Now $|a^2 - 25| \ge 0$ and $b \le 0$ so $|a^2 - 25| - b \ge 0$.

So $||a^2 - 25| - b| = |a^2 - 25| - b$.

So $-b = ||a^2 - 25| -b| = |a^2 - 25| -b$

So $|a^2 - 25| = 0$

So $a^2 = 25$ and $a = \pm 5$.

$b \le 0$ and can be any such value.

You can not prove it is BOTH $b < 0$ and $b = 0$. That would be a contradiction but $b < 0$ OR $b = 0$. This are individually both possible. and any possible value that is either less than or equal to 0 is acceptable.

Answer 2

If $b>0$, the number $$ \bigl|\,|a^2-25|-b\bigr|+b $$ is strictly positive. So if you want it to be $0$, you need $b\le0$.

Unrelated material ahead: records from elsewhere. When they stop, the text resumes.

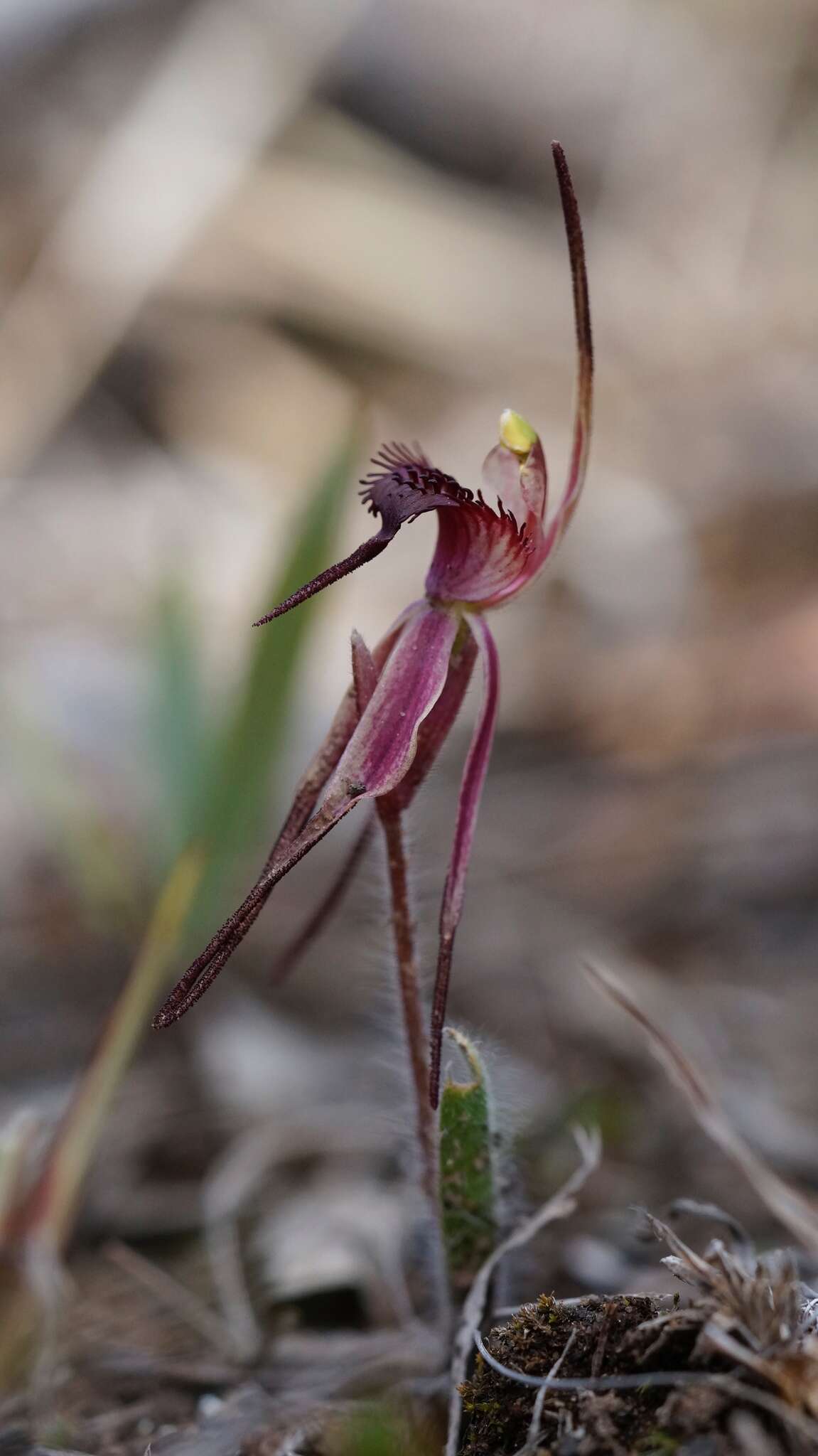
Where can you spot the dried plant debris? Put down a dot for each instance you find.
(736, 1368)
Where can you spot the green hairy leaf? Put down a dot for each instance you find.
(468, 1178)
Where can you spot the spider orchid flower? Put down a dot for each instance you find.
(405, 696)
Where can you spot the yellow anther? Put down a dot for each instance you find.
(516, 433)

Suppose $b\le0$ and $\bigl|\,|a^2-25|-b\bigr|=-b$. Then squaring gives $$ |a^2-25|^2-2b|a^2-25|+b^2=b^2 $$ so either $|a^2-25|=0$ or $|a^2-25|-2b=0$. In the latter case, $2b=|a^2-25|\ge0$, which forces $b=0$ and $|a^2-25|=0$.

Thus the equality holds for $a=\pm5$ and $b\le0$.